Old Navy tries to normalize plus-size apparel in growth push

Jordyn Holman
Bloomberg

At the end of 2018, Old Navy’s top executive, Sonia Syngal, told her merchandising team to rethink the brand’s plus-size department. Almost nothing was off limits.

“I want you to figure out plus,” Alison Partridge Stickney, the retailer’s head of women’s merchandising, said in recounting her conversation with Syngal. “It made sense. The market data tells you there’s this opportunity. Obviously, we were missing something.”

The cheap-chic retailer owned by Gap Inc. had sold plus-size clothes, which include size 16 and above, since 2004. But like most mass merchants, it existed as a separate category. Plus size had its own design team. It was housed in different areas of the online and physical stores. Old Navy also charged more because the clothes cost more to make – a strategy that sparked criticism, including a Change.org petition that called for ending the practice.

All designs at Old Navy will soon be available in plus sizes, and all customers will pay the same price.

Now, three years after that request from Syngal, who was promoted to chief executive officer of Gap in March 2020, Old Navy has overhauled its plus-size strategy in an attempt to win more of the $32 billion U.S. market.

The divisions that often made the category an afterthought are gone. There’s one team creating all women’s apparel. All designs will be available in plus sizes. And the plus-size departments are being removed to sell all women’s fashion together. Plus size as an idea has essentially been removed.

“We knew this wasn’t a quick fix,” Stickney said. “We couldn’t fix this with a rack of clothes in stores or adding another few styles. It had to be a top-to-bottom change in the way we work.”

Old Navy’s success is crucial to Syngal’s growth strategy. It’s the company’s largest division and is still vibrant, with sales surging this year. That’s why the brand spent several years researching the category, which included going on shopping trips with women. Executives are betting all that time and effort will pay off and play a critical role in helping the brand reach its goal of $10 billion in sales by 2023 – up from $7.5 billion in 2020.

Underserved market

There is good reason to make a mark in this segment. In the U.S., about 70% of women wear an extended size, but the category currently represents about a fifth of the apparel market.
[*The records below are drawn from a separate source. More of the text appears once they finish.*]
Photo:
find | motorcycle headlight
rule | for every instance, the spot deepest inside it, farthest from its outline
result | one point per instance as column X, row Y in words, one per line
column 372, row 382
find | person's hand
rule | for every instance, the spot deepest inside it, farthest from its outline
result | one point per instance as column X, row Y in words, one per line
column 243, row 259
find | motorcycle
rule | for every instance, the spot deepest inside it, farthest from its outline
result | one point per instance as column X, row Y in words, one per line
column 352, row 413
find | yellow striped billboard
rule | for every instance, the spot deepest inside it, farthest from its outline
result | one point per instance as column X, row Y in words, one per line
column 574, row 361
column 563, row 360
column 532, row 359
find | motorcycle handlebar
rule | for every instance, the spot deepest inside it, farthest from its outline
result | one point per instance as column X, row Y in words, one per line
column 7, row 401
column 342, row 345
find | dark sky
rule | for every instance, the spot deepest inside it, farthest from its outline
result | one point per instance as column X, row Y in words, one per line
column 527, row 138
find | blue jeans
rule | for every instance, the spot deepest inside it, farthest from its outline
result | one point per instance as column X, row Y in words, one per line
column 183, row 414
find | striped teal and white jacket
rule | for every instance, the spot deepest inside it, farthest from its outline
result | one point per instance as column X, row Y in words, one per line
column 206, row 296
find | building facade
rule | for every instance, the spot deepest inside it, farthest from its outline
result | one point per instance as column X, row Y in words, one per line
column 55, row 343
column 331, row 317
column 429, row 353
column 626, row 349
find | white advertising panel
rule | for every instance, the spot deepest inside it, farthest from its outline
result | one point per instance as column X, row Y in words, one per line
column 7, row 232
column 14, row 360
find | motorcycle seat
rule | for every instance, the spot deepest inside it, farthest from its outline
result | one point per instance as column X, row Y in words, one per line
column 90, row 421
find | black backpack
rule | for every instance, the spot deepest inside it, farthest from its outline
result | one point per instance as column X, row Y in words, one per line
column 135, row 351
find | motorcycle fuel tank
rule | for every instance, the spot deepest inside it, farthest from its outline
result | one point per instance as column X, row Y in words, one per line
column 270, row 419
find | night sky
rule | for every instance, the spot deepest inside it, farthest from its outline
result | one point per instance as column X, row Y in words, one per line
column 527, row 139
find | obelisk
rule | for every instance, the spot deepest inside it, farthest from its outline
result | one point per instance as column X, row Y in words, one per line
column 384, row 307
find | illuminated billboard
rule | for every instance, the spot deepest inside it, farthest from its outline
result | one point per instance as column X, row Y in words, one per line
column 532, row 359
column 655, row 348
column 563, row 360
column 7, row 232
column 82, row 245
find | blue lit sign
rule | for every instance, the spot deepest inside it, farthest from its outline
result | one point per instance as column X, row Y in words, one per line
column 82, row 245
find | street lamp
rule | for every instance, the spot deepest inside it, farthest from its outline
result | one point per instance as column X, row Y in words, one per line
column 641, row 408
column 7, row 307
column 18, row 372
The plus-size women’s market is expected to have an annual growth rate of 4% to 8% through 2023, according to Brian Ehrig, partner in the retail practice of global strategy and management consulting at Kearney. Before the pandemic, it was gaining at a faster clip than the rest of the apparel market.

“Plus consumers are worth billions of dollars that companies were leaving on the table,” said Jess Weiner, CEO of Talk to Jess, a consultancy that specializes in helping brands become more inclusive and culturally fluent. “This is where the bias around body image comes into play and the undervaluing of a very valuable demographic of a plus consumer.”

While retailers like Target Corp. and Nordstrom Inc. have expanded their plus-size offerings, many chains have been hesitant to invest in the category. Higher costs are often cited as a hurdle, including the increased expense of making apparel with more fabric. At one point, Old Navy used the same reasoning.

In 2014, it defended its practice of charging higher prices for plus-size women’s clothing after a shopper started a petition calling the retailer out for not doing the same for men’s clothing. Plus-size women’s jeans cost $12 to $15 more.

At the time, Old Navy said it used certain stretch materials and design elements that weren’t found in men’s garments to justify the higher price point. Making matters worse is that the company only sold plus-size women’s apparel online. It returned to stores in 2018.

Paying more?

During the company’s research, consumers said they were still upset at that pricing. In focus groups with women who wore extended sizing, one asked why she should pay more for the brand’s judgment, said Emily Bibik, who is a merchant at Old Navy and helped launch an initiative dedicated to body positivity.

“That was such a cut-through moment for us,” Bibik said. “Nowhere in retail do you see someone charging a different price for an extra small compared to an extra large. So why would we charge more for an extra large versus a 3X? You cannot have true size inclusivity if you’re charging a different price.”

Now Old Navy customers will all pay the same price. Other changes include using a wider variety of models on its website, including size 18. In stores, there will be a broader range of mannequins. The retailer is also educating store associates on how plus-size shoppers have often felt ostracized.

“It all comes back to listening to the customer,” Stickney said. “We heard it so loud and clear that she wanted to be included and be able to shop with her daughter and friends.”